Бам Елизавета Зиновьевна : другие произведения.

Синдром Шринка

Самиздат: [Регистрация] [Найти] [Рейтинги] [Обсуждения] [Новинки] [Обзоры] [Помощь|Техвопросы]
Ссылки:
Школа кожевенного мастерства: сумки, ремни своими руками
 Ваша оценка:

Синдром Шринка (Синьцзянский синдром, Кленерунгит)- редкое заболевания обмена веществ, заключающееся в постепенном сокращении мышечной и костной массы больного. Возбудитель С.Ш. не выявлен. G. Parkinson [2] указывет в качестве ареала обитания возбудителя Восточный Туркестан (см Туркестан, восточный). В большинстве случаев С.Ш. приводит к летальному исходу. Энциклопедия Брокгауза и Евфрона, тои 45, стр 324. Издание тов. Братьев Вольф, Моска, 1893 год.
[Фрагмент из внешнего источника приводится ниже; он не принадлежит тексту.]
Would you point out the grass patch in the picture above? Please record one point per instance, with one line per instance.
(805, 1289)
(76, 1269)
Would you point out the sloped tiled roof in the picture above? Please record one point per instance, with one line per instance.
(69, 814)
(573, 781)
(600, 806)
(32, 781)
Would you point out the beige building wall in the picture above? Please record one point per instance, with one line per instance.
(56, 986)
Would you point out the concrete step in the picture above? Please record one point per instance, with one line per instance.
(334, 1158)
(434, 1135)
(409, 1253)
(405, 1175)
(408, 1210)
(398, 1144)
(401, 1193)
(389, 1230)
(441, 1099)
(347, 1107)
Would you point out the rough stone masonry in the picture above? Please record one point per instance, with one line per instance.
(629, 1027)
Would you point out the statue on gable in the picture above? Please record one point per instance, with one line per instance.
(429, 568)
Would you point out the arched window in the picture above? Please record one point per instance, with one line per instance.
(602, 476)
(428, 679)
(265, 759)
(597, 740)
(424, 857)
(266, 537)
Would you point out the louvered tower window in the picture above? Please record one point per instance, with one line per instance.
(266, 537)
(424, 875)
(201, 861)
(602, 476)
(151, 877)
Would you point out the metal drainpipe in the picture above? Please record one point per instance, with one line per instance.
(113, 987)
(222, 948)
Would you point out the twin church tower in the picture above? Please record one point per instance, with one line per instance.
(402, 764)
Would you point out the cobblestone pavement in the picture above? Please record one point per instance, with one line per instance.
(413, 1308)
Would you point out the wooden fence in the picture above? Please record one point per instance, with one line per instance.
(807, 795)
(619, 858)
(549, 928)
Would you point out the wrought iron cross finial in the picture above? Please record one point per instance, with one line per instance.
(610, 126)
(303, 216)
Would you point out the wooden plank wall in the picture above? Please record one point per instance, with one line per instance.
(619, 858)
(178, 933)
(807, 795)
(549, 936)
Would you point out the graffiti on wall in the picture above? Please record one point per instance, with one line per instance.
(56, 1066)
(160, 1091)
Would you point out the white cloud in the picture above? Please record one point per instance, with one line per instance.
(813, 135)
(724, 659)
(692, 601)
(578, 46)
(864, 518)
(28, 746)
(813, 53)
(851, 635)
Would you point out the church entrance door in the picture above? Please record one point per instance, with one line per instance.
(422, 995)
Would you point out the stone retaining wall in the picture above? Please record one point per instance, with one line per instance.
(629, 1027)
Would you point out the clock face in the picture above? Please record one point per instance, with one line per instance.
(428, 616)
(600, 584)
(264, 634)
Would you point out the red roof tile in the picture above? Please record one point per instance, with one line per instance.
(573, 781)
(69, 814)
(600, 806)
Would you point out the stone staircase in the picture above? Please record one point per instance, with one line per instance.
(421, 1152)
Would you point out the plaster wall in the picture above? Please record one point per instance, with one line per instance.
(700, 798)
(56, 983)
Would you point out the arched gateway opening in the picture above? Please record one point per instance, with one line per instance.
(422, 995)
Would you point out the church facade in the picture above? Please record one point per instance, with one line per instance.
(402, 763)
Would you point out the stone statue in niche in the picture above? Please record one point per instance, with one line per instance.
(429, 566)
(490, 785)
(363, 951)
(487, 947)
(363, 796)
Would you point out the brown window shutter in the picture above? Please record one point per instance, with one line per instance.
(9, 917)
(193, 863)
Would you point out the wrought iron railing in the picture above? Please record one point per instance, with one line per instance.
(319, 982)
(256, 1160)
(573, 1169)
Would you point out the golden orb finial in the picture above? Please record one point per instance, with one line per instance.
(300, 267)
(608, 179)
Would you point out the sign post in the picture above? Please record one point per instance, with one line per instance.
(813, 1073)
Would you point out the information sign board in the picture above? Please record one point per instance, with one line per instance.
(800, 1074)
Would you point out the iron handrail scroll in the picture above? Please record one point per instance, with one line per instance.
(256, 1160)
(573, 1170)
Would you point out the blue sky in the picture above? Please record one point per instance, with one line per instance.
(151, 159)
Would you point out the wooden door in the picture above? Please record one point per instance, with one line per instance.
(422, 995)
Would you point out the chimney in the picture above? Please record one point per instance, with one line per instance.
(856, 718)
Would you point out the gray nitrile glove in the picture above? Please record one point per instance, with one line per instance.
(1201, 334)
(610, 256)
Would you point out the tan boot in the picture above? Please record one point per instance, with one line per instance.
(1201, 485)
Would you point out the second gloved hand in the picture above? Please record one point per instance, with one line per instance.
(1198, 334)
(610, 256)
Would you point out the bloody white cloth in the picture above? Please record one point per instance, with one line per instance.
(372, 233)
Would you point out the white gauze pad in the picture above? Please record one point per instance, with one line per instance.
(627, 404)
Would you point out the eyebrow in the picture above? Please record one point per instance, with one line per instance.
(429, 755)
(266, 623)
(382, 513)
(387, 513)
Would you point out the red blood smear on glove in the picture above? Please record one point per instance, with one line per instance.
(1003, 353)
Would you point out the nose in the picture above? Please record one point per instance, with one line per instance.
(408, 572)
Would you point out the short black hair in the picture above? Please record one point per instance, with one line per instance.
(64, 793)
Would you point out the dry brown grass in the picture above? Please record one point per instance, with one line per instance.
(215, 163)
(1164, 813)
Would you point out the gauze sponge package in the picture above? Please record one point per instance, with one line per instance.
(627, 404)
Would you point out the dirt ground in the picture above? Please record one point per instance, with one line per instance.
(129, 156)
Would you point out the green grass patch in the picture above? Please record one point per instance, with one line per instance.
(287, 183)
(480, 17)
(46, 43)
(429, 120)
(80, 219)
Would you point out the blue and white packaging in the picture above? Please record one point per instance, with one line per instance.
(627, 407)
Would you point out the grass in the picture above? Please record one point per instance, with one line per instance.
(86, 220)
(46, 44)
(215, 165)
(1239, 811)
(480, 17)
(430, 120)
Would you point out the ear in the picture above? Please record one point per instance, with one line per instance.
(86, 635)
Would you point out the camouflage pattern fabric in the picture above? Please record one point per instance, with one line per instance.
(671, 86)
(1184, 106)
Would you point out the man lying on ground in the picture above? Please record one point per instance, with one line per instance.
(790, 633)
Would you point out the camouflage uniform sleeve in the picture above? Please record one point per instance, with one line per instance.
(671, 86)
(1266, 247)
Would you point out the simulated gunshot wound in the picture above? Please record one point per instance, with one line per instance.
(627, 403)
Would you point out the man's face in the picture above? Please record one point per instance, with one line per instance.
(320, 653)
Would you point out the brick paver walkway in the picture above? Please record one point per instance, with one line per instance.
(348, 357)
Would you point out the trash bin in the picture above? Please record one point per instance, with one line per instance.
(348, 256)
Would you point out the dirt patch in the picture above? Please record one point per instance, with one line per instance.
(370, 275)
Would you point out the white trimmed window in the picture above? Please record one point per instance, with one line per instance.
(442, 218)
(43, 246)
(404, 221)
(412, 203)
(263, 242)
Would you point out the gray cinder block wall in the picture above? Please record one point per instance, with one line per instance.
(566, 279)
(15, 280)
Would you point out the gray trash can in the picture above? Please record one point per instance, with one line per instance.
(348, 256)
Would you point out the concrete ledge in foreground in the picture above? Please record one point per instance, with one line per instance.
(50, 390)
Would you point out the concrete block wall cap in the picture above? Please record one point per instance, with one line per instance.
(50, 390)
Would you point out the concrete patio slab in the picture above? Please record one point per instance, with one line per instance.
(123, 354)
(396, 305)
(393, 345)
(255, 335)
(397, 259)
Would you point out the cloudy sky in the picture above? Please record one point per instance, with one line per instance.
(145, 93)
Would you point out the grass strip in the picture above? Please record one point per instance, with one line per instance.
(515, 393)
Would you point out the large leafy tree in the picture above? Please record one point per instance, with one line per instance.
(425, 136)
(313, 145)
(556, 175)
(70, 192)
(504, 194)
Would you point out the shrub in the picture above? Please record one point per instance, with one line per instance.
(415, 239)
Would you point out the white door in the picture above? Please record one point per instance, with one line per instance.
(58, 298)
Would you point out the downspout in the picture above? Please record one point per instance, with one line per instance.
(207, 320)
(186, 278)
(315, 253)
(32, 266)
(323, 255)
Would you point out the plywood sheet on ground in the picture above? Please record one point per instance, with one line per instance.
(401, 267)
  "Дома выцвели, яркие заплаты реклам словно грим на стареющем лице примадонны... Куда, позвольте спросить, девался шарик с Дома книги? И этот монстр с зеркальными панелями — здесь ведь, помнится, стоял особнячок где жили Катины родители... Мы с Катей целовались в подворотне, а потом она взбегала легко на крылечко, вся — огонь. Да-а, крылечка безусловно, тоже не пожалели. Эх...
  Такие мысли лениво копошились в белокурой голове Антона Петровича, покуда он долго и скучно добирался с вокзала. Антон Петрович ехал домой, в кирпичное трехэтажное гнездо на окраине Города. Разномастные доходные дома постепенно сменялись многоэтажными муравейниками (Антон Петрович помянул недобрым словом гениального француза, коему весь мир обязан появлением подобных нормализованных жилищ. Затем Город внезапно и болезненно оборвался. Перед Антон Петровичем развернулась гладь самого большого, Третьего озера, серенькие купы деревьев (был ноябрь), низкое небо, холмы, покрытые инеем, словно шевелюра сорокалетнего еврея и воткнутые там и сям кирпичные "палаццо дель проццо" . Антон бессильно откинулся на сиденье застигнутый врасплох чувством, которому еще в юности дал название "синдром возвращения". Он с обреченностью ощущал, как прочно забытые и сглаженные множеством новых ощущений картины вдруг оживают и словно безобразные подснежники расцветают у него в голове, заполняя ее тем же неутолимым голодом, от которого он бежал в течение трех лет, бежал, спасая рассудок и вероятно жизнь. Антон Петрович три года провел в путешествии. Индия, потом раскопки в Египте, потом - для контраста - Аляска и север Канады, а последние три с половиной месяца - Австралийские пустыни.
  Все это зря... Словно и не было этих лет, прошедших в жадном, раблезианском пиршестве впечатлений, путевых тягот, словно душа его не лакомилась экзотическими странами, экзотическими яствами, экзотическими луноликими женщинами с покорными ночными глазами...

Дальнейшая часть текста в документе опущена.